Overexpression of the human insulinlike growth factor I receptor promotes ligand-dependent neoplastic transformation.

Publication Type:

Journal Article


Molecular and cellular biology, Volume 10, Issue 2, p.464-73 (1990)


1990, Animals, Cell Division, Cell Line, Cell Transformation, Neoplastic, Cells, Cultured, Flow Cytometry Core Facility, Fluorescent Antibody Technique, gene expression, GENES, Genetic Vectors, Humans, Insulin, Insulin-Like Growth Factor I, Kinetics, Ligands, MICE, Mice, Inbred Strains, PHENOTYPE, Rats, Receptors, Cell Surface, Receptors, Somatomedin, Somatomedins, Transfection


The human insulinlike growth factor I receptor was overexpressed in NIH 3T3 cells as well as human and rat primary fibroblast strains. The NIH 3T3 cells displayed a ligand-dependent, highly transformed phenotype. When exposed to insulinlike growth factor I or supraphysiologic levels of insulin, NIH 3T3 cells that expressed high levels of receptors formed aggregates in tissue culture dishes, colonies in soft agar, and tumors in nude mice.
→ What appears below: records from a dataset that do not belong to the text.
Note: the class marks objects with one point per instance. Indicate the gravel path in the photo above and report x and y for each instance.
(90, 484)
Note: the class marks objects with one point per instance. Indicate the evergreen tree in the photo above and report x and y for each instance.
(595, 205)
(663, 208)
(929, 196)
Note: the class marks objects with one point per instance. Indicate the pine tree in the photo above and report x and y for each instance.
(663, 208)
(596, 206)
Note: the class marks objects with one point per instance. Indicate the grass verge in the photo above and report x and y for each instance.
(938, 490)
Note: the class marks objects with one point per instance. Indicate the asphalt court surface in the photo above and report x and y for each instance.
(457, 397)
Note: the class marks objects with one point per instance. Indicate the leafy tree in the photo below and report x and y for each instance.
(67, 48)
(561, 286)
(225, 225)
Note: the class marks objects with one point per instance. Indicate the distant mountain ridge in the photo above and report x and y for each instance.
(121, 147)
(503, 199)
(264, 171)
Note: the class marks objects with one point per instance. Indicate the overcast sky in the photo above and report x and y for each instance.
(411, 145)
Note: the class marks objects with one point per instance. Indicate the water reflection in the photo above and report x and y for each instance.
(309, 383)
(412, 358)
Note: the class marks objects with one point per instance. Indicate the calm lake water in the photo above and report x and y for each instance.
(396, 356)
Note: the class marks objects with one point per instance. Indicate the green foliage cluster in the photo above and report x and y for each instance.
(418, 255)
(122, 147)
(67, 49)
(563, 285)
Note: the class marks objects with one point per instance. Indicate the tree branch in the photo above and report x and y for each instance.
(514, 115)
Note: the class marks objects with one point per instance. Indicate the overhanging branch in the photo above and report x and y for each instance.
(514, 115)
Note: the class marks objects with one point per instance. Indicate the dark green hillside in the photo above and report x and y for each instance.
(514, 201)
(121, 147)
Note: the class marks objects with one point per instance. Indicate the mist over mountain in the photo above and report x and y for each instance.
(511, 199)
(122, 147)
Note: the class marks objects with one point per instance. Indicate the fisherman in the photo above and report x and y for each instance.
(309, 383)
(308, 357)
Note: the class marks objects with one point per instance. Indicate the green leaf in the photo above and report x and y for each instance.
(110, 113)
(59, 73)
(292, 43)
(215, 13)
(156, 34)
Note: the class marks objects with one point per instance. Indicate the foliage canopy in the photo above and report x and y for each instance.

Expression of 1 million receptors per cell, a 40-fold increase above the base-line level, was required for anchorage-independent growth. Primary fibroblasts that expressed high levels of receptors displayed a ligand-dependent change in morphology and an increase in saturation density but did not acquire a fully transformed phenotype. The results demonstrate that when amplified, this ubiquitous growth factor receptor behaves like an oncogenic protein and is capable of promoting neoplastic growth in vivo.